修复: 保留 end_turn 后的后台通知

Gujiassh · Gujiassh · commit 9281542e0627 · 2026-04-08T21:33:00.000+09:00
diff --git a/agents/s13_background_tasks.py b/agents/s13_background_tasks.py
@@ -91,6 +91,7 @@ def __init__(self):
         self.tasks = {}  # task_id -> {status, result, command, started_at}
         self._notification_queue = []  # completed task results
         self._lock = threading.Lock()
+        self._condition = threading.Condition(self._lock)
 
     def _record_path(self, task_id: str) -> Path:
         return self.dir / f"{task_id}.json"
@@ -156,14 +157,15 @@ def _execute(self, task_id: str, command: str):
         self.tasks[task_id]["finished_at"] = time.time()
         self.tasks[task_id]["result_preview"] = preview
         self._persist_task(task_id)
-        with self._lock:
+        with self._condition:
             self._notification_queue.append({
                 "task_id": task_id,
                 "status": status,
                 "command": command[:80],
                 "preview": preview,
                 "output_file": str(output_path.relative_to(WORKDIR)),
             })
+            self._condition.notify_all()
 
     def check(self, task_id: str = None) -> str:
         """Check status of one task or list all."""
@@ -189,7 +191,22 @@ def check(self, task_id: str = None) -> str:
 
     def drain_notifications(self) -> list:
         """Return and clear all pending completion notifications."""
-        with self._lock:
+        with self._condition:
+            notifs = list(self._notification_queue)
+            self._notification_queue.clear()
+        return notifs
+
+    def _has_running_tasks_locked(self) -> bool:
+        return any(task["status"] == "running" for task in self.tasks.values())
+
+    def has_running_tasks(self) -> bool:
+        with self._condition:
+            return self._has_running_tasks_locked()
+
+    def wait_for_notifications(self) -> list:
+        with self._condition:
+            while not self._notification_queue and self._has_running_tasks_locked():
+                self._condition.wait()
             notifs = list(self._notification_queue)

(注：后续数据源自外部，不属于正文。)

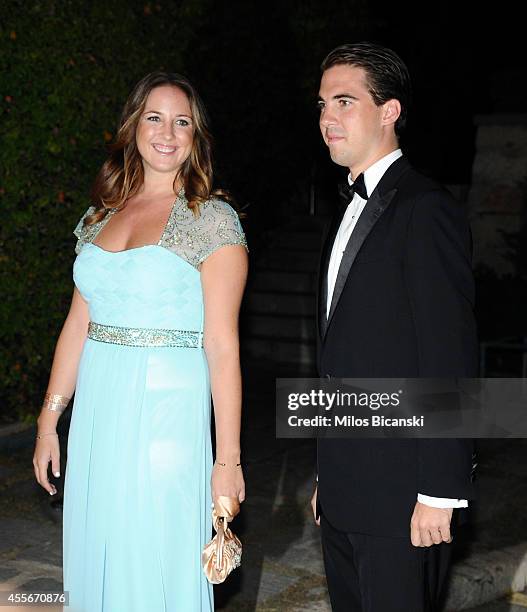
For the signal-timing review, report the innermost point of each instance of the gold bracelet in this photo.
(55, 403)
(49, 433)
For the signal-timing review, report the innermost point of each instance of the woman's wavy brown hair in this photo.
(121, 176)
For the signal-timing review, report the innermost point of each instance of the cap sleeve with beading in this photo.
(195, 239)
(86, 233)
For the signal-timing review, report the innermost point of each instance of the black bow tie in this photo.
(347, 191)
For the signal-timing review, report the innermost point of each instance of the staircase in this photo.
(278, 318)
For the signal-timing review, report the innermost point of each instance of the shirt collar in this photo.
(375, 172)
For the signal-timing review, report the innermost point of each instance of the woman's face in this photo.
(165, 130)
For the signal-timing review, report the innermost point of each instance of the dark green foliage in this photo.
(67, 68)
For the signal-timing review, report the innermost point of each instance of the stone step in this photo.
(298, 304)
(279, 350)
(298, 328)
(293, 282)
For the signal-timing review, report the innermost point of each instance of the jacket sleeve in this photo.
(440, 287)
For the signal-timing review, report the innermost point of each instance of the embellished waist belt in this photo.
(142, 336)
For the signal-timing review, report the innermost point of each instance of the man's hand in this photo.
(314, 506)
(430, 525)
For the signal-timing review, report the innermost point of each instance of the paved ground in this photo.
(282, 568)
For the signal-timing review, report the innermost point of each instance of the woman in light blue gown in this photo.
(152, 331)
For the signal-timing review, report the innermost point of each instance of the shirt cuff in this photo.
(441, 502)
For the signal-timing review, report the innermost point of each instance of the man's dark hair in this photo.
(387, 76)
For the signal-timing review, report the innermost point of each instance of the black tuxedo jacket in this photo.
(402, 307)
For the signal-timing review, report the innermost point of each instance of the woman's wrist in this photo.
(227, 464)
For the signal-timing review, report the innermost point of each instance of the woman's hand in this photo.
(227, 480)
(47, 449)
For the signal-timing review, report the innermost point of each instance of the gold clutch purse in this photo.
(224, 552)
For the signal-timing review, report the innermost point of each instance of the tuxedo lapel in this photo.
(373, 210)
(323, 269)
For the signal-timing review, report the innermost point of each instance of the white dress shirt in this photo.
(372, 176)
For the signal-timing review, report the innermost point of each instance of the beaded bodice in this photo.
(191, 238)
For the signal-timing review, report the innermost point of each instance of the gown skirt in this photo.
(137, 500)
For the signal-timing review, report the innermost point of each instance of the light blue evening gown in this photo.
(137, 501)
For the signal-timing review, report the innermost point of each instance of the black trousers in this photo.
(367, 573)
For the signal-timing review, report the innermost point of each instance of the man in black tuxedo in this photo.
(396, 298)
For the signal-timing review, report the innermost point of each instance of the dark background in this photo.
(67, 67)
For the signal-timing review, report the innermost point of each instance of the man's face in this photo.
(351, 124)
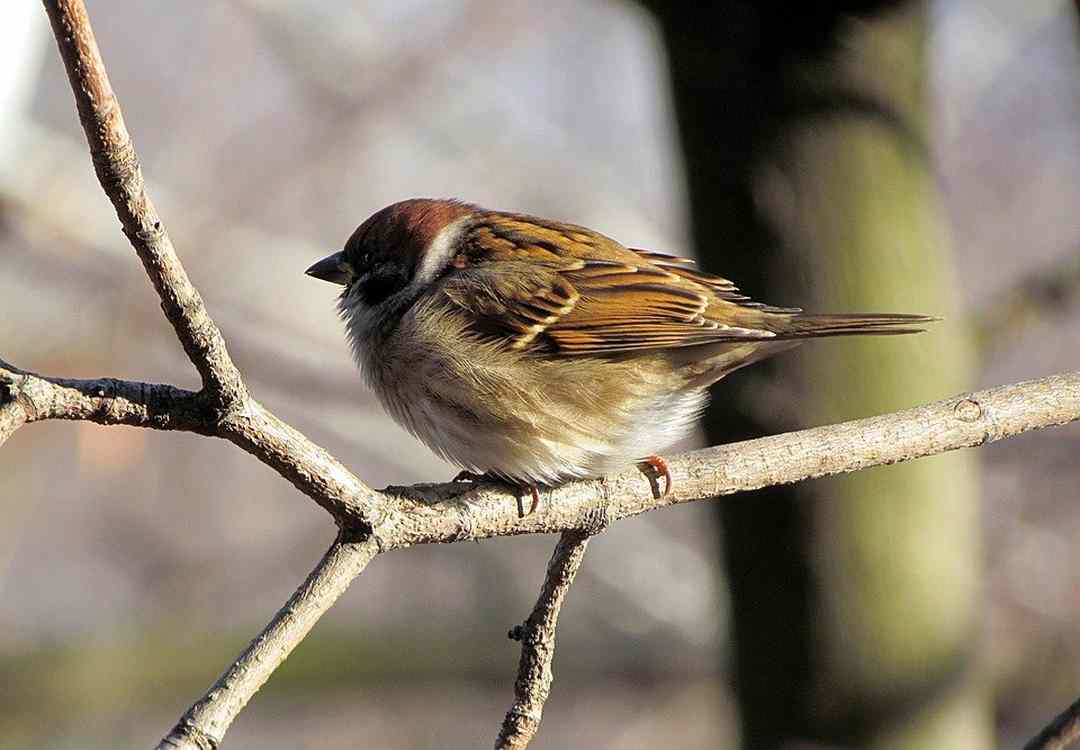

             self._notification_queue.clear()
         return notifs
@@ -286,24 +303,36 @@ def run_edit(path: str, old_text: str, new_text: str) -> str:
 ]
 
 
+def inject_background_results(messages: list, notifs: list) -> bool:
+    if notifs and messages:
+        notif_text = "\n".join(
+            f"[bg:{n['task_id']}] {n['status']}: {n.get('preview') or '(no output)'}"
+            f"{f' (output_file={n['output_file']})' if n.get('output_file') else ''}"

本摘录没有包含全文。